Comprar em brechó pode ser vantajoso pelo preço ou para tentar um look individual. Mas para não parecer ter escapado de alguma máquina do tempo e nem levar para casa um monte de roupas velhas é importante conhecer algumas manhas deste comércio original.

  • Existem dois tipos de comércio de roupas usadas. O mais popular é chamado pelos entendidos internacionais de lojas de “Segunda mão” (Thrift shop). Aqui o que vale é o preço, sem pretensões históricas ou qualidade. Geralmente tem que fuçar para encontrar boas compras, sem nenhuma mordomia.
  • Porém o sonho de consumo dos brecholentos está pendurado nas “Vintage shop”. Nos brechós “Vintage”, a coisa é mais chique. As roupas são selecionadas como antiguidades ou pela qualidade. Normalmente são mais caras que a primeira opção, mas ganham no acabamento total e até na facilidade de achar o que interessa, já que a disposição da mercadoria nestas lojas normalmente é mais organizada. Mas em qualquer destes comércios vale conferir o que se compra.

Como comprar

  • Para uma boa compra é necessário tempo para procurar e provar as peças.
  • Tente ficar conhecido do dono do brechó para que ele avise quando chegar o que interessa.
  • Mesmo em brechós, procure qualidade. Porém, alguns defeitos e desgastes devem ser ignorados, afinal são peças antigas e geralmente usadas.
  • Prove tudo. Não confie no tamanho. As medidas do corpo mudam com a época.
  • Peças que precisam consertos ou reformas são arriscadas. Além do resultado questionável, podem custar mais que o preço da roupa.
  • Verifique acabamentos em geral especialmente as bainhas. Se estiverem gastas é impossível aumentar o comprimento, mas não vai ser problema para encurtar.
  • Inspecione os forros (troca-los muitas vezes pode sair caro). Observe as cavas internas. Manchas de suor antigas enfraquecem o tecido e são difíceis de remover.
  • Remendar rasgões também pode custar mais que a peça de brechó.
  • Botões e aviamentos originais também são importantes. Adaptar botões modernos pode alterar o visual da peça.
  • Atenção nas roupas masculinas como paletós, calças, coletes e mantôs. Geralmente os tecidos são mais duráveis e os acabamentos melhores. Os tamanhos menores vestem perfeitamente as mulheres.
  • Aproveite peças em couro. Bem tratados mantém a mesma aparência muitas décadas, porém descarte couros duros e desconfortáveis.
  • Cuidado com os tecidos muito antigos, que apesar de lindos, podem ser pouco maleáveis ou rasgar com facilidade.

Como usar

  • Não vista Vintage da cabeça aos pés. A ideia não é ser “figurino de época”.
  • O certo é misturar o moderno com o passado, sem restrições.
  • Quem ainda resiste à ideia de usar roupas antigas, pode incrementar a produção com acessórios.
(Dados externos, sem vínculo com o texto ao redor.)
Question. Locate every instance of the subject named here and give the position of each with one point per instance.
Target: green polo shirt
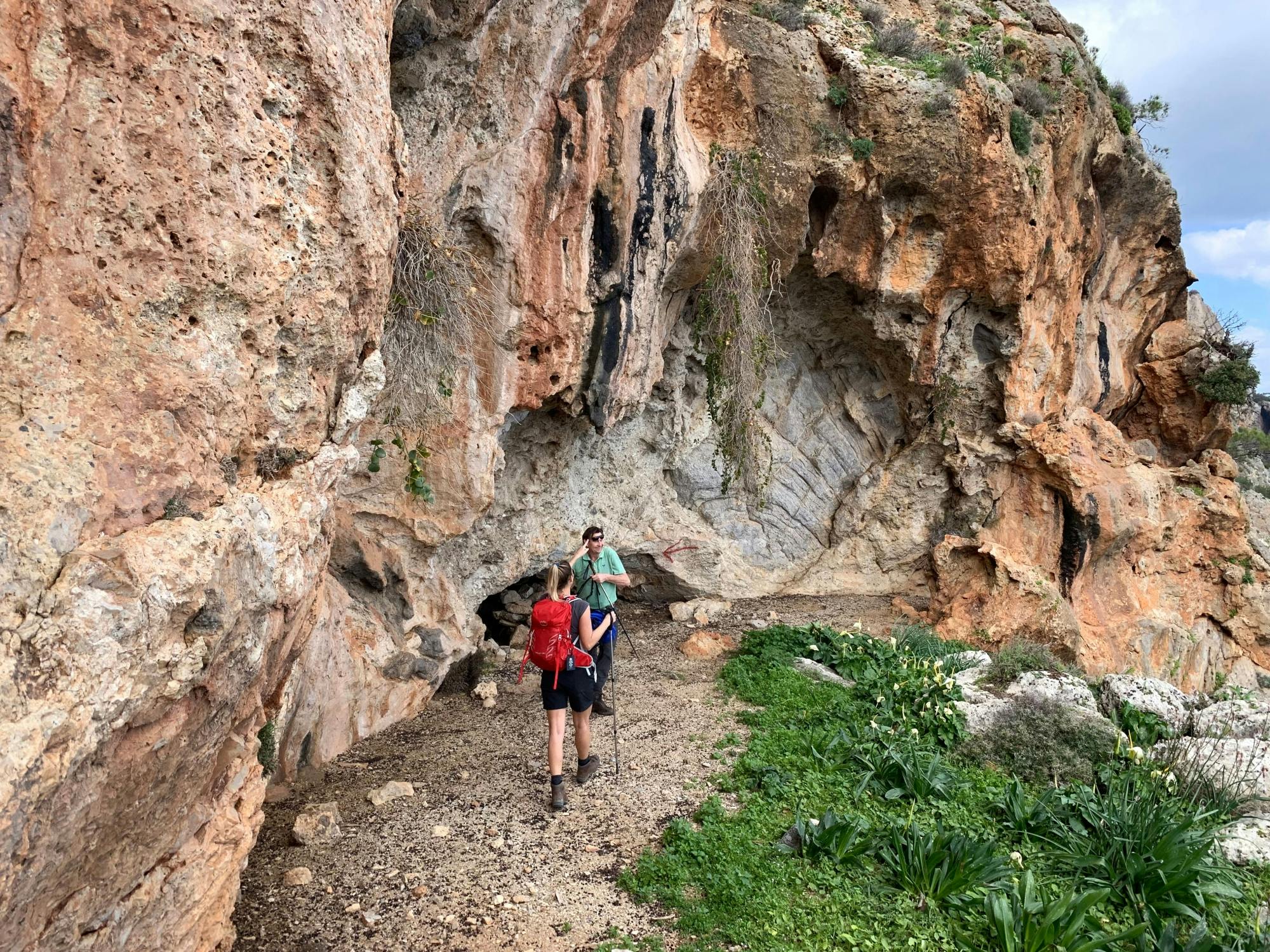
(606, 564)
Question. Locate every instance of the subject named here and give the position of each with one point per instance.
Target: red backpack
(551, 644)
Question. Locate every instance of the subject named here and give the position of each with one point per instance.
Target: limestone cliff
(984, 395)
(199, 214)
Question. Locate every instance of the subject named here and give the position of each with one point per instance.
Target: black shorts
(576, 689)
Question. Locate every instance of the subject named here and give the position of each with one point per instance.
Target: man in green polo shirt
(600, 573)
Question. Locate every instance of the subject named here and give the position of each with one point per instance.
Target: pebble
(298, 876)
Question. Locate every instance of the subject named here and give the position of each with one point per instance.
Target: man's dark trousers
(604, 656)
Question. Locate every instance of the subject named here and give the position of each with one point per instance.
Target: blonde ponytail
(559, 581)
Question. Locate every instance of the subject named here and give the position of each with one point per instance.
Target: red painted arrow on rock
(675, 548)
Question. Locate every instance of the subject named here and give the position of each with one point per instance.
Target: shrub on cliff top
(873, 15)
(1034, 98)
(984, 60)
(901, 40)
(1233, 381)
(1020, 657)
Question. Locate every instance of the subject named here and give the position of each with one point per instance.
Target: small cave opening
(509, 610)
(1080, 531)
(820, 208)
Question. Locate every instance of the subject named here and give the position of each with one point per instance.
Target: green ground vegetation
(864, 822)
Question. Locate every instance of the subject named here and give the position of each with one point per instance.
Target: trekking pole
(618, 760)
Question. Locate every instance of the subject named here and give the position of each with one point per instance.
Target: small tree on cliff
(733, 328)
(440, 314)
(1231, 378)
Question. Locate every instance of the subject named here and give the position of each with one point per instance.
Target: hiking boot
(586, 771)
(558, 802)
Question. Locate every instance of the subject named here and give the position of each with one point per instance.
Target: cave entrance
(509, 610)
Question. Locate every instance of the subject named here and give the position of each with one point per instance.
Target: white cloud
(1233, 253)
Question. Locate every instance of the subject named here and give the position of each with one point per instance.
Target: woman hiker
(600, 577)
(573, 687)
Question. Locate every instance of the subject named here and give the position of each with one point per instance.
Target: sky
(1211, 62)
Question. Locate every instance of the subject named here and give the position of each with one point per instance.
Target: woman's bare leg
(581, 733)
(556, 742)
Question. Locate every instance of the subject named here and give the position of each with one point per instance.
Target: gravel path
(476, 860)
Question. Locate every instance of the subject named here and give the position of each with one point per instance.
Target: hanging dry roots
(440, 322)
(733, 326)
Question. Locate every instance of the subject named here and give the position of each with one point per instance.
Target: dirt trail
(510, 875)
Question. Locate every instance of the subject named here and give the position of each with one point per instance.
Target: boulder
(700, 610)
(981, 717)
(968, 681)
(1247, 842)
(819, 672)
(708, 644)
(1234, 764)
(1234, 719)
(1150, 695)
(391, 791)
(1064, 689)
(681, 612)
(317, 826)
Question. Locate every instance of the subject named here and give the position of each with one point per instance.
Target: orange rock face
(199, 213)
(984, 394)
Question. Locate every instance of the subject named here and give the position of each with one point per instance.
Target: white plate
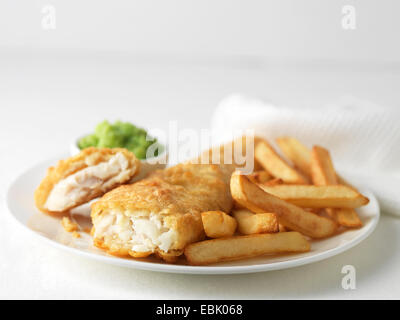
(21, 206)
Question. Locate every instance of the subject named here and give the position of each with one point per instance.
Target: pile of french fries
(280, 208)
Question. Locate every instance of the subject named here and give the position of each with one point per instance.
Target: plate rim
(187, 269)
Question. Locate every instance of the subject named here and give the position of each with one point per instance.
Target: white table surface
(46, 100)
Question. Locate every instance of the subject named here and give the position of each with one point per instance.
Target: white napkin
(363, 138)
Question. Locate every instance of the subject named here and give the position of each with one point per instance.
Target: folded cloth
(363, 138)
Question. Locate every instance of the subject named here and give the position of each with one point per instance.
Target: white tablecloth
(44, 103)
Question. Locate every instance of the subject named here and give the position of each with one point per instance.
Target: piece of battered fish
(86, 176)
(162, 213)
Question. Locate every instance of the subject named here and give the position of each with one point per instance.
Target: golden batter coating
(162, 213)
(90, 174)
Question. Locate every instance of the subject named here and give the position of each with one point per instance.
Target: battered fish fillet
(88, 175)
(162, 213)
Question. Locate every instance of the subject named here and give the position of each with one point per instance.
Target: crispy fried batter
(176, 195)
(86, 158)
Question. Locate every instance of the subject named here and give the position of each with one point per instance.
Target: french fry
(275, 165)
(257, 200)
(296, 152)
(308, 196)
(242, 247)
(218, 224)
(300, 156)
(282, 228)
(273, 182)
(348, 218)
(260, 176)
(252, 223)
(323, 173)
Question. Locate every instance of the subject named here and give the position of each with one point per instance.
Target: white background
(153, 61)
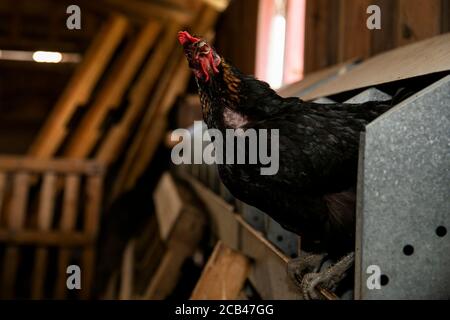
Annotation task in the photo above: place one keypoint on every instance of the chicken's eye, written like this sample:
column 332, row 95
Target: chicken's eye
column 203, row 48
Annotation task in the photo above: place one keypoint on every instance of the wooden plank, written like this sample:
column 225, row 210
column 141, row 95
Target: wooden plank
column 45, row 217
column 80, row 86
column 384, row 39
column 321, row 34
column 168, row 205
column 315, row 79
column 151, row 129
column 50, row 238
column 67, row 224
column 354, row 36
column 36, row 165
column 416, row 24
column 223, row 276
column 87, row 133
column 222, row 217
column 3, row 181
column 117, row 136
column 16, row 220
column 184, row 240
column 148, row 10
column 94, row 190
column 424, row 57
column 127, row 272
column 268, row 273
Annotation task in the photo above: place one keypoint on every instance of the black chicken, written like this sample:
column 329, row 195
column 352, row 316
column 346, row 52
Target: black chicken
column 313, row 194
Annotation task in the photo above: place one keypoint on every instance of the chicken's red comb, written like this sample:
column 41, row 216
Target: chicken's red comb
column 184, row 37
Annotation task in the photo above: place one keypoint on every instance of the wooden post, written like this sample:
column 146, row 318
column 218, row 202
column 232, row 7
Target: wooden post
column 223, row 276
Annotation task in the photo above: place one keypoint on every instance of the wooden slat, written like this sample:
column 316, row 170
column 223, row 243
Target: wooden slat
column 67, row 224
column 3, row 180
column 45, row 217
column 151, row 74
column 223, row 276
column 51, row 238
column 183, row 241
column 80, row 87
column 316, row 79
column 418, row 20
column 126, row 279
column 148, row 10
column 15, row 222
column 93, row 202
column 354, row 36
column 321, row 34
column 424, row 57
column 222, row 215
column 168, row 205
column 31, row 164
column 173, row 83
column 87, row 133
column 268, row 273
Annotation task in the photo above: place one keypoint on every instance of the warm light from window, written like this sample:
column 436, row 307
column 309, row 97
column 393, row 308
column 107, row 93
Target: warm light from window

Óculos com formatos inusitados, colares brincos e pulseiras vistosas, bolsas e sapatos de outras épocas são algumas das opções para um look individual.

Origem dos Brechós

A palavra “brechó” usada no Brasil para definir o comércio de roupas usadas surgiu no século 19.

Um mascate chamado Belchior ficou conhecido no Rio de Janeiro por vender roupas e objetos de segunda mão.
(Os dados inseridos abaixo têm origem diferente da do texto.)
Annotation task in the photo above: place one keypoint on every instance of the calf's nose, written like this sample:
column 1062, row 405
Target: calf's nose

Com o tempo o nome se transformou por corruptela em “brechó”, que acabou sendo traduzido por ‘segunda mão’”

O hábito de vestir roupas usadas começou com os estudantes franceses dos anos 1960, que tentavam compensar a falta de dinheiro com criatividade, produzindo looks extravagantes nos chamados “mercado das pulgas”.

Na virada dos anos 1970 uma nostalgia tomou conta da moda em uma atmosfera dos anos 1930. Nesta época vestir camisolas vitorianas autênticas e comprar jeans usados ou roupas militares vindas do Vietnam, se transformaram em tendência.

Quando a influente grife italiana Prada, em 1996 reprisou sucessos do passado em suas coleções de roupas e acessórios, o estilo “vintage” chegou ao auge.

Com o sucesso da tendência “camp”, explorada pelas coleções da Gucci, os brechós se tornaram um templo para conseguir looks diferenciados e bom preço e um paraíso para os estilistas de moda que buscam referências no passado.